Once you’ve gleaned some insights into your prospect’s values, focus on benefits that resonate with him or her, and don’t over-emphasize those that don’t. For instance, don’t go overboard selling the pool, fitness center and personal trainer to someone who doesn’t value health and fitness. He or she might be thinking, “I’m going to pay for something I’ll never use.”

Here are just a few examples of “values” portraits and ways you might connect with each. (Most people are a combination of more than one.)

HEARTH AND HOMEMAKERS
These are typically women whose career was raising their children and caring for the family home. They feel attached to the home, and leaving it and the memories created there is very emotional for them. They may feel a need to consult their children on the decision. They may also be considering a move to be closer to family.

How to connect: Highlight amenities, such as built-in shelves and wall space for family photos and mementos; a second bedroom for visiting family members to spend the night; and the private dining room for family celebrations. Tell a story that will resonate with their values: “Can you imagine hosting Thanksgiving dinner here in the private dining room, then being able to relax and enjoy coffee and dessert with your family without needing to wash a mound of pots and pans?”

FISCAL CONSERVATIVES
A large subset of the current generation of senior living prospects, they are careful shoppers who value financial security. High entrance fees may give them sticker shock, but if they see value, they will buy.

How to connect: Explain the value of the CCRC model by comparing the costs of home ownership and retirement community living (do this exercise prior to your meeting to ensure that the results are favorable for your community).

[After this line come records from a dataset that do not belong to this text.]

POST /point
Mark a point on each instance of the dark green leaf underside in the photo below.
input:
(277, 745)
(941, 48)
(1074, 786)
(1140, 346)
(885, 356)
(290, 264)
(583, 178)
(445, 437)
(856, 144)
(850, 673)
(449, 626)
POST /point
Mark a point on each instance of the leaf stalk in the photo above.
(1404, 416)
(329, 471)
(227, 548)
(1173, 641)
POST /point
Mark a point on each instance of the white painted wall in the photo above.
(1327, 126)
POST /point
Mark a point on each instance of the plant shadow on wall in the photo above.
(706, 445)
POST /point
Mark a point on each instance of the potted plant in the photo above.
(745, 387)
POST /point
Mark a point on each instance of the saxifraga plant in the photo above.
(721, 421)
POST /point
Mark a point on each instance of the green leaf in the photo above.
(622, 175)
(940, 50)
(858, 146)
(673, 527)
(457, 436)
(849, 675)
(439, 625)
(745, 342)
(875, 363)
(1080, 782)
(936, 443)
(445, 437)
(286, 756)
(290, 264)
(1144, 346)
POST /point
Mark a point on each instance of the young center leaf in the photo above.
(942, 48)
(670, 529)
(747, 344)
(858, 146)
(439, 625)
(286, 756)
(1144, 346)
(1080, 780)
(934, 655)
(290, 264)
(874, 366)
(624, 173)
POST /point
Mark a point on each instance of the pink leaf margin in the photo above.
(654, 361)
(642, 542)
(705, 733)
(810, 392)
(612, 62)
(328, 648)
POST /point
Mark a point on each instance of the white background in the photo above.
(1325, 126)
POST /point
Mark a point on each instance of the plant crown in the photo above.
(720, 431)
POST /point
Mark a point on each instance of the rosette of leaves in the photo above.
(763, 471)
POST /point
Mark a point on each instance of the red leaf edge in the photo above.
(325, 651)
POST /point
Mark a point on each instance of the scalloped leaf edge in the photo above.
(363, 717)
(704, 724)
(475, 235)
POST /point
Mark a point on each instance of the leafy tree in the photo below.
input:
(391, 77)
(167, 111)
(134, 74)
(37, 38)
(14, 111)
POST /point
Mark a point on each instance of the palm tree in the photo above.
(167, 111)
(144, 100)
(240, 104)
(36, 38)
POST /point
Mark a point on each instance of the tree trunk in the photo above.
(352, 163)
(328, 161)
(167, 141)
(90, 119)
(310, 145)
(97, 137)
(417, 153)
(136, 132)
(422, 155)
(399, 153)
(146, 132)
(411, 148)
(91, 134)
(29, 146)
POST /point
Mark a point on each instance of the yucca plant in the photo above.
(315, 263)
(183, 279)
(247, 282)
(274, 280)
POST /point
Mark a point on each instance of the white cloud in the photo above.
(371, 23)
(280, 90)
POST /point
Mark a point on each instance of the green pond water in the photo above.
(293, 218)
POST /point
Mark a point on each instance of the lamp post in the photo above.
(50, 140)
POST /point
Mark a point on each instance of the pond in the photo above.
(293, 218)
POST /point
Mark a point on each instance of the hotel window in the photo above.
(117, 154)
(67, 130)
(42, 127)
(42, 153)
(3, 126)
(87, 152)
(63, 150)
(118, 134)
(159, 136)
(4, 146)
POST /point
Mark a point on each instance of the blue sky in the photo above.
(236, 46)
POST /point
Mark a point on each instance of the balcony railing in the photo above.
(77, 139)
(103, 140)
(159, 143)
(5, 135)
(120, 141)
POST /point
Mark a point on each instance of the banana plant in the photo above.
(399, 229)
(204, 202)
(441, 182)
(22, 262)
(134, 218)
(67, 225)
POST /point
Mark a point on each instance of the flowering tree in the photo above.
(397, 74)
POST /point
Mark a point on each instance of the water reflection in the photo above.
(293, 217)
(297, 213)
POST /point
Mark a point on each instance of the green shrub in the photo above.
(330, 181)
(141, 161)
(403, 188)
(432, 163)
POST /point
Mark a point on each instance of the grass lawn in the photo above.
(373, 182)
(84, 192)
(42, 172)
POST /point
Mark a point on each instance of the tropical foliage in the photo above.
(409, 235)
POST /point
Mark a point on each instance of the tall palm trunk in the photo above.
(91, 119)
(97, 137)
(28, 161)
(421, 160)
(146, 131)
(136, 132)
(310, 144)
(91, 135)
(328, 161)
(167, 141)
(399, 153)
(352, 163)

For communities with a Type A Life Care agreement, share tangible comparisons of costs for skilled care with and without Life Care. Try this: “Do you know what skilled nursing care costs today? Have you ever heard stories of people who spent their life savings in a nursing home? Let me explain how Life Care might prevent that from happening to you.”

IN-CHARGE INTELLECTUALS
This group is attracted to intellectual pursuits, prestige and status. They may be leaders in their own communities, serve on a board of directors, read avidly and travel frequently. They want to maintain their independence and live life on their own terms. They do not have an emotional attachment to their homes—it’s just a place to hang their hats while pursuing their true interests.

How to connect: Mention that your community is “the leader,” “exceptional” or “the best around.” Say things like: “You can just lock the door and go, knowing that your home will be safe while you are away, and nice and clean when you return.” Perhaps see if they have an interest in serving on the resident council.

Next time you have a sales appointment, throw away that canned script, and focus on the person in front of you. Ask probing questions that will uncover his or her life values, so you can present your community in a way that connects with those values.